Speaking in the last hour, Archbishop Welby said: “The cultural and political ground is changing. Anyone who listened to much of the same-sex marriage bill second reading debate in the House of Lords could not fail to be struck by the overwhelming change of cultural hinterland. Predictable attitudes were no longer there. The opposition to the bill was utterly overwhelmed, with amongst the largest attendance and participation and majority since 1945. There was noticeable hostility to the view of the churches.

“Some of what was said [in the equal marriage debate] was uncomfortably close to the bone. The majority of the population rightly detests homophobic behaviour or anything that looks like it. It is utterly horrifying to hear of gay people executed in Iran, or equivalents elsewhere. With nearly a million children educated in our schools we not only must demonstrate a profound commitment to stamp out such stereotyping and bullying. We are therefore developing a programme for use in our schools, taking the best advice we can get, that specifically targets such bullying. More than that we need also to ensure that what we do and say demonstrates the lavish love of God to all of us, who are without exception sinners. Again this requires radical and prophetic words which lavish grace while holding to truth.”

In the House of Lords debate before he voted against the same-sex marriage bill, Archbishop Welby said: “Marriage is abolished, redefined and recreated, being different and unequal for different categories. The new marriage of the bill is an awkward shape, with same gender and different gender categories scrunched into it, neither fitting well. The concept of marriage as a normative place for procreation is lost. The idea of marriage as covenant is diminished.”

In Friday’s Synod speech, he added: “There have been many times where the Church of England felt that change was in the air or this was a moment of crisis.
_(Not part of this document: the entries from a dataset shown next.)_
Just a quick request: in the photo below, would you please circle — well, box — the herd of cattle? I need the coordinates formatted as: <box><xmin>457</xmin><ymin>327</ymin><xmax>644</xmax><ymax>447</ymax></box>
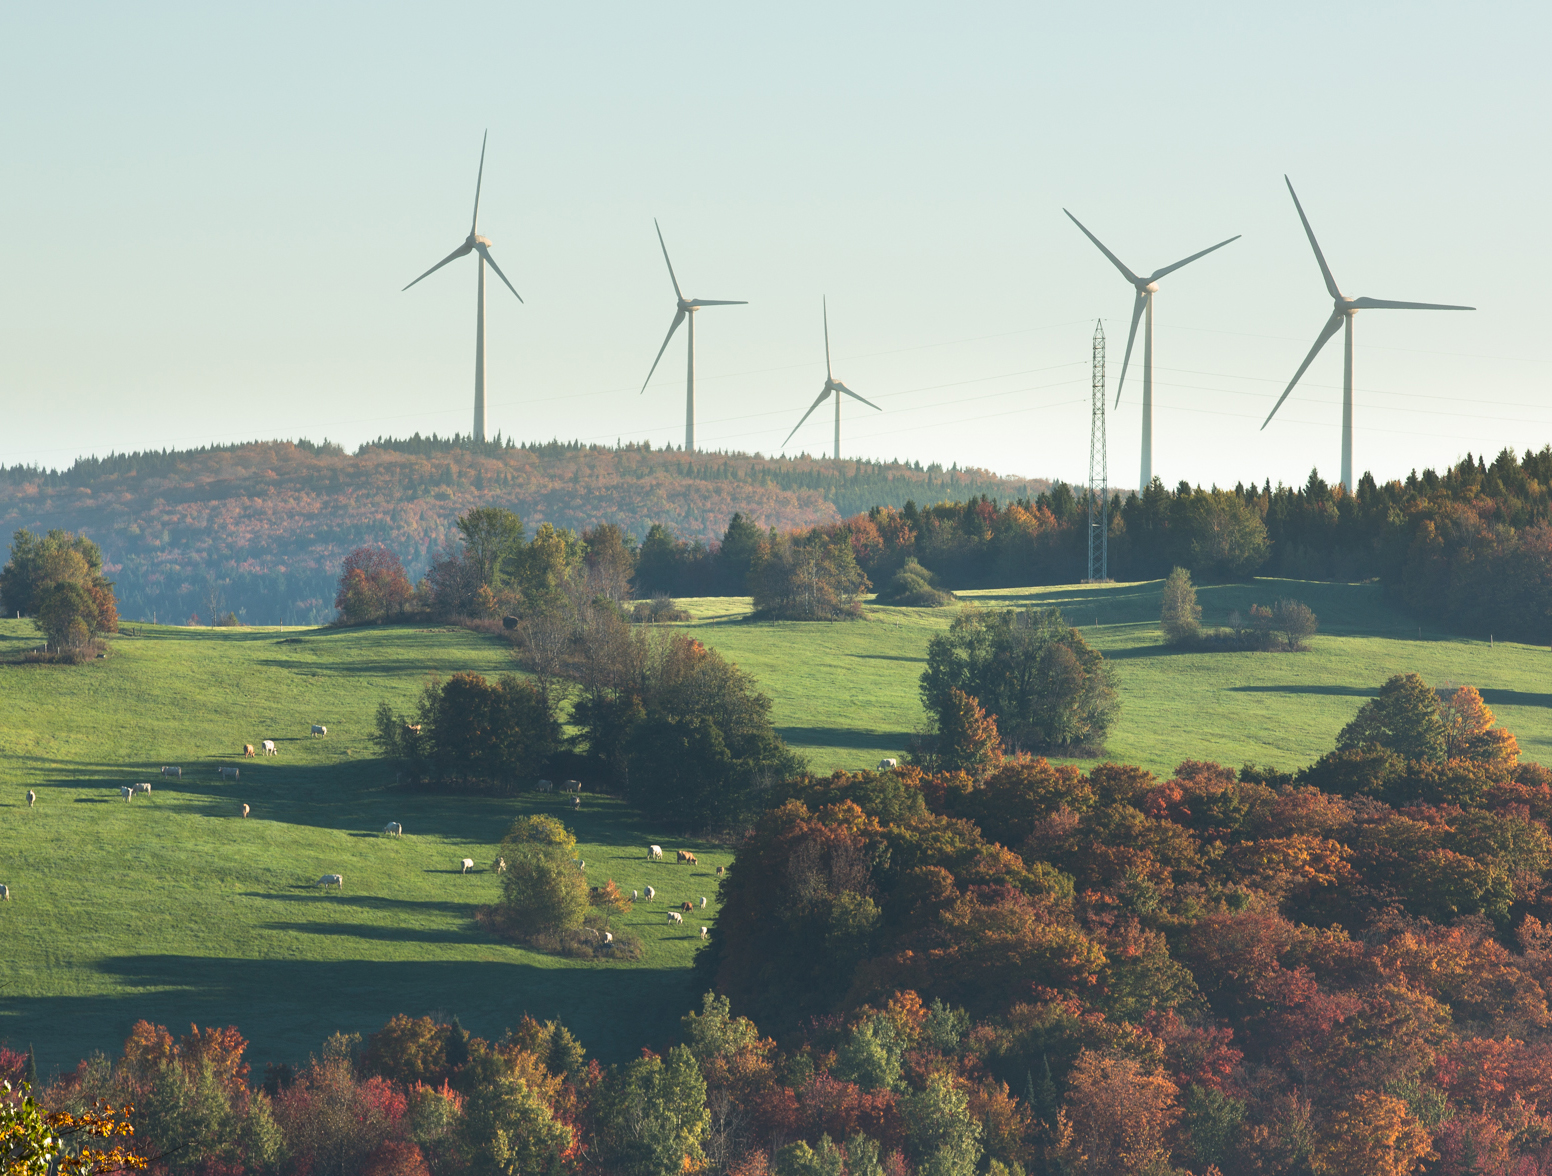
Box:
<box><xmin>6</xmin><ymin>729</ymin><xmax>727</xmax><ymax>941</ymax></box>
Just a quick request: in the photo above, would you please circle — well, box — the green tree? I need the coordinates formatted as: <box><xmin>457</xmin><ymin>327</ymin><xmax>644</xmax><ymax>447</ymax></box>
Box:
<box><xmin>772</xmin><ymin>1134</ymin><xmax>846</xmax><ymax>1176</ymax></box>
<box><xmin>456</xmin><ymin>507</ymin><xmax>526</xmax><ymax>589</ymax></box>
<box><xmin>593</xmin><ymin>1045</ymin><xmax>710</xmax><ymax>1176</ymax></box>
<box><xmin>382</xmin><ymin>672</ymin><xmax>560</xmax><ymax>789</ymax></box>
<box><xmin>457</xmin><ymin>1055</ymin><xmax>571</xmax><ymax>1176</ymax></box>
<box><xmin>1337</xmin><ymin>673</ymin><xmax>1448</xmax><ymax>763</ymax></box>
<box><xmin>679</xmin><ymin>992</ymin><xmax>761</xmax><ymax>1063</ymax></box>
<box><xmin>749</xmin><ymin>531</ymin><xmax>870</xmax><ymax>620</ymax></box>
<box><xmin>513</xmin><ymin>523</ymin><xmax>582</xmax><ymax>615</ymax></box>
<box><xmin>902</xmin><ymin>1072</ymin><xmax>983</xmax><ymax>1176</ymax></box>
<box><xmin>498</xmin><ymin>815</ymin><xmax>589</xmax><ymax>936</ymax></box>
<box><xmin>718</xmin><ymin>512</ymin><xmax>766</xmax><ymax>593</ymax></box>
<box><xmin>831</xmin><ymin>1016</ymin><xmax>906</xmax><ymax>1092</ymax></box>
<box><xmin>922</xmin><ymin>606</ymin><xmax>1119</xmax><ymax>752</ymax></box>
<box><xmin>1175</xmin><ymin>487</ymin><xmax>1269</xmax><ymax>579</ymax></box>
<box><xmin>1159</xmin><ymin>566</ymin><xmax>1201</xmax><ymax>645</ymax></box>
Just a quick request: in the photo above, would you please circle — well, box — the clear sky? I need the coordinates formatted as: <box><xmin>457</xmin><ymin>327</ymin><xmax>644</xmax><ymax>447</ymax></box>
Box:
<box><xmin>2</xmin><ymin>3</ymin><xmax>1547</xmax><ymax>491</ymax></box>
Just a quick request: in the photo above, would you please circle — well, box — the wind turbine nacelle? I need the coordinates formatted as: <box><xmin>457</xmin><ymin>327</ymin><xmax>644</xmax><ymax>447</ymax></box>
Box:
<box><xmin>474</xmin><ymin>234</ymin><xmax>492</xmax><ymax>247</ymax></box>
<box><xmin>1144</xmin><ymin>281</ymin><xmax>1160</xmax><ymax>294</ymax></box>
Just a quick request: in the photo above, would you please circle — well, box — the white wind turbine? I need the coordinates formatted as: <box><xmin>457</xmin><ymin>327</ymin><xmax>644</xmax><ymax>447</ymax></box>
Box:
<box><xmin>1262</xmin><ymin>176</ymin><xmax>1475</xmax><ymax>491</ymax></box>
<box><xmin>782</xmin><ymin>300</ymin><xmax>881</xmax><ymax>459</ymax></box>
<box><xmin>402</xmin><ymin>131</ymin><xmax>523</xmax><ymax>443</ymax></box>
<box><xmin>1064</xmin><ymin>210</ymin><xmax>1239</xmax><ymax>493</ymax></box>
<box><xmin>639</xmin><ymin>220</ymin><xmax>746</xmax><ymax>452</ymax></box>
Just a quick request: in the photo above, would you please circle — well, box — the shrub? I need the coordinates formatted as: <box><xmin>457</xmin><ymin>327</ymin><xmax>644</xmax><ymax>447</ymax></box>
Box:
<box><xmin>875</xmin><ymin>559</ymin><xmax>955</xmax><ymax>608</ymax></box>
<box><xmin>1159</xmin><ymin>567</ymin><xmax>1201</xmax><ymax>645</ymax></box>
<box><xmin>631</xmin><ymin>593</ymin><xmax>691</xmax><ymax>623</ymax></box>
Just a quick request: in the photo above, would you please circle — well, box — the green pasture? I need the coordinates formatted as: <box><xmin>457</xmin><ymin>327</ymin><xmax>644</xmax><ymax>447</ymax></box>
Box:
<box><xmin>3</xmin><ymin>578</ymin><xmax>1550</xmax><ymax>1076</ymax></box>
<box><xmin>677</xmin><ymin>578</ymin><xmax>1552</xmax><ymax>775</ymax></box>
<box><xmin>0</xmin><ymin>620</ymin><xmax>726</xmax><ymax>1076</ymax></box>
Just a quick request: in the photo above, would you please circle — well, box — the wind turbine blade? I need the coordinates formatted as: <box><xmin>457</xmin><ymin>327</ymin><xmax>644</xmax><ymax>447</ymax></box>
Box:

Because we are not an organisation, let alone a business, or even an institution but in reality the people of God gathered by the Holy Spirit to walk together in a way that leads to the greater glory of God, there are bound to be many crises and turning points.”
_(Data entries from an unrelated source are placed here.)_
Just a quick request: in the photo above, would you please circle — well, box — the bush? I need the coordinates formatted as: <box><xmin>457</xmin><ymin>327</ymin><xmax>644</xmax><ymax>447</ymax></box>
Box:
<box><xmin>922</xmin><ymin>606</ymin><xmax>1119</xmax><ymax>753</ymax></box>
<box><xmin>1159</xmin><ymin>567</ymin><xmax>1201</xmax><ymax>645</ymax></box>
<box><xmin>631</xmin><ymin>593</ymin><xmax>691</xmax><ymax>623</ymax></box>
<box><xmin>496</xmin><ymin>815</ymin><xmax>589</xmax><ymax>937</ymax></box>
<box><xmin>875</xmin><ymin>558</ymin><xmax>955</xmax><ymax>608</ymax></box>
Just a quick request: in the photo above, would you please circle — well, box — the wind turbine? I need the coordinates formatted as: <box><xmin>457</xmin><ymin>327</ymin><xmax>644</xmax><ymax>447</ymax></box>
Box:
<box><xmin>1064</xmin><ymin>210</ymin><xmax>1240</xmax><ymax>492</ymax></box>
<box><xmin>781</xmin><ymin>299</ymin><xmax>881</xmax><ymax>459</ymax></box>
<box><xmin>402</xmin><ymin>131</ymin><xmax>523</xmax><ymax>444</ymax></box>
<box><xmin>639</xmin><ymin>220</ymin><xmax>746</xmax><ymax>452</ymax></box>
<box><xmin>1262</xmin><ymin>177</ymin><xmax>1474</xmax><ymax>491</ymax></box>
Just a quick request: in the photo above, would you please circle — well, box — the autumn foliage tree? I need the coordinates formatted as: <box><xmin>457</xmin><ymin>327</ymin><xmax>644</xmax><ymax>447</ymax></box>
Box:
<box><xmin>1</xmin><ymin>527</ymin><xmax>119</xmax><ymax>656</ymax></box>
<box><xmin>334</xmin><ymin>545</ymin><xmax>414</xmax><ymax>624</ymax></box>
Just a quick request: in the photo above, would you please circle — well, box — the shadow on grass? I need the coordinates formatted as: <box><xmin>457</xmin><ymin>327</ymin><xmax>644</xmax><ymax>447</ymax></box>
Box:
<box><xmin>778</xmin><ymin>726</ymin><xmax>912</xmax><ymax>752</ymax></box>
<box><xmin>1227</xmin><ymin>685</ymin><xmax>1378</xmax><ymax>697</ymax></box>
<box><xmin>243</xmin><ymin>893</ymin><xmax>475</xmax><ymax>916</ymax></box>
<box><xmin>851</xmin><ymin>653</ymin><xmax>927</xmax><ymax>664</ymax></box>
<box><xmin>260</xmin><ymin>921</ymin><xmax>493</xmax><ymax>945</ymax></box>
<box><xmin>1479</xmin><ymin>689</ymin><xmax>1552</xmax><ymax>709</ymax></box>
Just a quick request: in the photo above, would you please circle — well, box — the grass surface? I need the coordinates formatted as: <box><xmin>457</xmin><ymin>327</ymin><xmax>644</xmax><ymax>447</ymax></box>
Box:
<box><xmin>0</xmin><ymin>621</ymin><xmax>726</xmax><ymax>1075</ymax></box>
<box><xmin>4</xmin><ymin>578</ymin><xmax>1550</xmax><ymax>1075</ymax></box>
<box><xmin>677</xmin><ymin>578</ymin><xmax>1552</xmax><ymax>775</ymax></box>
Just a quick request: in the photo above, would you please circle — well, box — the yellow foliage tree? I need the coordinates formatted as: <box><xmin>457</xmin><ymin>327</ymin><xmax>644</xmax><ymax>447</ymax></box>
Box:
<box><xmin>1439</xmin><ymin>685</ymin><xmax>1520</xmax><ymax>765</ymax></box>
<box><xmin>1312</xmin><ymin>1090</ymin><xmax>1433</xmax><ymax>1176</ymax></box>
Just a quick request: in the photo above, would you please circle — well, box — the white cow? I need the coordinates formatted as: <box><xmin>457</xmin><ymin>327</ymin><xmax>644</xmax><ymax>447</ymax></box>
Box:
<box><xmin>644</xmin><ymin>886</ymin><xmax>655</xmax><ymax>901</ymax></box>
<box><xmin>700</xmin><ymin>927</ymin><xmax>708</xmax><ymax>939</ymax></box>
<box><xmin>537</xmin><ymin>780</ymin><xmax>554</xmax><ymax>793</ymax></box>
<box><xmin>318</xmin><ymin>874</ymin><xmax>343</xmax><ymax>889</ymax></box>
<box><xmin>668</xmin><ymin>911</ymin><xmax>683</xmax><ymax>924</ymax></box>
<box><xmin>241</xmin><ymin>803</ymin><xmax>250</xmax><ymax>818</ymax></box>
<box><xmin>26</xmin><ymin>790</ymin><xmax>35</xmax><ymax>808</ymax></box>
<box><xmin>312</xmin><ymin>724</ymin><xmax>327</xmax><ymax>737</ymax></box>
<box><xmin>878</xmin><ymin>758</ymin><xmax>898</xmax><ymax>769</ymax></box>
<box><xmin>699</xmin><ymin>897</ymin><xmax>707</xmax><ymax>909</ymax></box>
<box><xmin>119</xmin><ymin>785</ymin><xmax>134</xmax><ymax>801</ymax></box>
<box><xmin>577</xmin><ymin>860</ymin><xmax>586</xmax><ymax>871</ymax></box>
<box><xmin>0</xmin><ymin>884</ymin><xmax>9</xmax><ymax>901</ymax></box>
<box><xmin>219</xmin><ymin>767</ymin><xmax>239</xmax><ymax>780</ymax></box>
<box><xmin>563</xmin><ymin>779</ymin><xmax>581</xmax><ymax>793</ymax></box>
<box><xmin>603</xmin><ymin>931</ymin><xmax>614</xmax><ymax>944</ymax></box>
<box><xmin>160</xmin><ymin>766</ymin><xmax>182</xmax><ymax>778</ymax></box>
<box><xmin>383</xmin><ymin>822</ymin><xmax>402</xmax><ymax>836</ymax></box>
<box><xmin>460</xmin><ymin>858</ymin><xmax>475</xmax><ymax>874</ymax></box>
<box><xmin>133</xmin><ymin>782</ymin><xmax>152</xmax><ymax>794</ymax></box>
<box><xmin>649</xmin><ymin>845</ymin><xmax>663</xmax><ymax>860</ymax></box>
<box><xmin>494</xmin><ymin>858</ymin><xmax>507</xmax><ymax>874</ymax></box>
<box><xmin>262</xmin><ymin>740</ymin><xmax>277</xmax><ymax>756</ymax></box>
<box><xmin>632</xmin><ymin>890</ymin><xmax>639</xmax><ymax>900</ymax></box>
Discussions to allow civil partnership ceremonies in Anglican churches appear were dropped ahead of Friday’s Synod meeting. 

Equality campaigners believe the postponement reflects an “appalling” reluctance by some in the Church hierarchy to openly debate the issue of same-sex relationships.
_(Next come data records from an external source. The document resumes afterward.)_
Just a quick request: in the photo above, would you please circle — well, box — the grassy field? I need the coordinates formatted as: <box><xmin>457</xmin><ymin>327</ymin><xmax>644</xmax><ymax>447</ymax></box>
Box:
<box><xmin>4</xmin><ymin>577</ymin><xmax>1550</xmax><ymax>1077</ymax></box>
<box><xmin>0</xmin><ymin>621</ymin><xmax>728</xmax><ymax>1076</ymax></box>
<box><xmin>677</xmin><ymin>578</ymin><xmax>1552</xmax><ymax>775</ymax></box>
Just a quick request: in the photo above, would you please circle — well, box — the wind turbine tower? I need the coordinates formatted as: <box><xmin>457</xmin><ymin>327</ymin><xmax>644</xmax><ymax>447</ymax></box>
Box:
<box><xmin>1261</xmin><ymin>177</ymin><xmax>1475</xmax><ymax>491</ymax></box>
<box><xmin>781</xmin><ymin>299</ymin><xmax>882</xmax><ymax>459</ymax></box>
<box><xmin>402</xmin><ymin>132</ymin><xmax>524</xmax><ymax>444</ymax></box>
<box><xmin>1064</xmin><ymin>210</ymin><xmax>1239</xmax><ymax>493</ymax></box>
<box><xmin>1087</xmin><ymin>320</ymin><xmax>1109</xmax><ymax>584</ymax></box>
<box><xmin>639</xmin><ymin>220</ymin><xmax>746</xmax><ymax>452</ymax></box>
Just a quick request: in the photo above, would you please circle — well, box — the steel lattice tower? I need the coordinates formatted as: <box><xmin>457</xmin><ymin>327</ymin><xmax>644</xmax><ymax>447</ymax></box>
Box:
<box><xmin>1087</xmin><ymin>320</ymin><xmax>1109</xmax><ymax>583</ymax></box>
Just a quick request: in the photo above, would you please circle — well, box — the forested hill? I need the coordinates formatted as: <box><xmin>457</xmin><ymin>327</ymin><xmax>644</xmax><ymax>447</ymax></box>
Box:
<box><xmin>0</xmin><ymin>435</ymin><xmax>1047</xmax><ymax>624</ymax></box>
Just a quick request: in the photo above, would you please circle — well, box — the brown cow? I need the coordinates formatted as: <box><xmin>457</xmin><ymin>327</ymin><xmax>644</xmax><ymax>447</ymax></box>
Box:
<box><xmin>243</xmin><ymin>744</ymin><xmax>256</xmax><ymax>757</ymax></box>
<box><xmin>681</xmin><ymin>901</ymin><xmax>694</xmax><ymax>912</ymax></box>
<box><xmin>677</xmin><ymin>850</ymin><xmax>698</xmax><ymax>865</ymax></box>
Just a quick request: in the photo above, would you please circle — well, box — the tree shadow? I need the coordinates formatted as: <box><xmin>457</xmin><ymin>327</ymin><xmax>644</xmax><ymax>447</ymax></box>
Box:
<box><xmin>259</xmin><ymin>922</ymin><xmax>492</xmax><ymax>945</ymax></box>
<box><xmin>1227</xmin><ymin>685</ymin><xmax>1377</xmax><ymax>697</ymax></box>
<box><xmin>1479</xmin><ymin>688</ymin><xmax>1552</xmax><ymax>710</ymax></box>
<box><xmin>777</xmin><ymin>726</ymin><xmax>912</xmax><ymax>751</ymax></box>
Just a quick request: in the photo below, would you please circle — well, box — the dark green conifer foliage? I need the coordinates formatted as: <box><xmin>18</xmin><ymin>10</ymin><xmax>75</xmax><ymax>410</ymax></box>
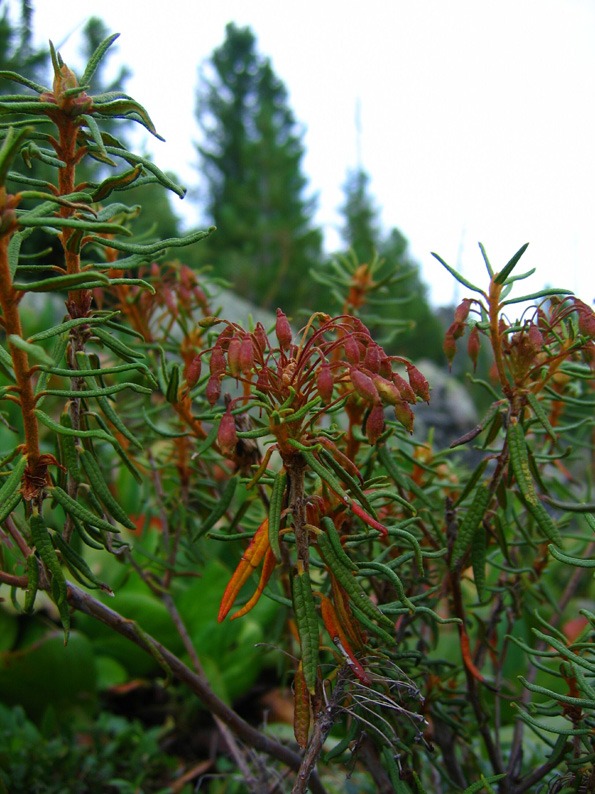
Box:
<box><xmin>195</xmin><ymin>23</ymin><xmax>322</xmax><ymax>311</ymax></box>
<box><xmin>339</xmin><ymin>167</ymin><xmax>444</xmax><ymax>362</ymax></box>
<box><xmin>0</xmin><ymin>0</ymin><xmax>45</xmax><ymax>79</ymax></box>
<box><xmin>340</xmin><ymin>169</ymin><xmax>381</xmax><ymax>265</ymax></box>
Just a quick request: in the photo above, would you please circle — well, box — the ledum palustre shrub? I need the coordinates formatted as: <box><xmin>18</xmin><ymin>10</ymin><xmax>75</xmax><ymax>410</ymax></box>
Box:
<box><xmin>1</xmin><ymin>33</ymin><xmax>594</xmax><ymax>794</ymax></box>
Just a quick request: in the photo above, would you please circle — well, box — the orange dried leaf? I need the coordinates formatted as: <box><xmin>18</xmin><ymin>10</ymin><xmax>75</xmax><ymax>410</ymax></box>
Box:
<box><xmin>320</xmin><ymin>595</ymin><xmax>370</xmax><ymax>685</ymax></box>
<box><xmin>230</xmin><ymin>546</ymin><xmax>277</xmax><ymax>620</ymax></box>
<box><xmin>217</xmin><ymin>518</ymin><xmax>269</xmax><ymax>622</ymax></box>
But others believe it could reflect a behind the scenes shift at the top of the Church of England which they are convinced could open the way for an historic change in its approach to same-sex relationships by the end of this year.

Human rights campaigner, Peter Tatchell, director of the Peter Tatchell Foundation, said to PinKNews.co.uk: “While Archbishop Welby’s condemnation of homophobia is commendable, it not consistent with his endorsement of homophobic discrimination in marriage law. He has missed an opportunity to show his support for full gay equality.”

In April, Archbishop Welby held a meeting with Peter Tatchell, who urged him towards greater understanding of the LGBT community.

After the meeting, Mr Tatchell told PinkNews.co.uk: “Archbishop Welby is clearly struggling to reconcile his support for loving, stable same-sex relationships with his opposition to same-sex marriage. I got the impression that he wants to support gay equality but feels bound by church tradition.”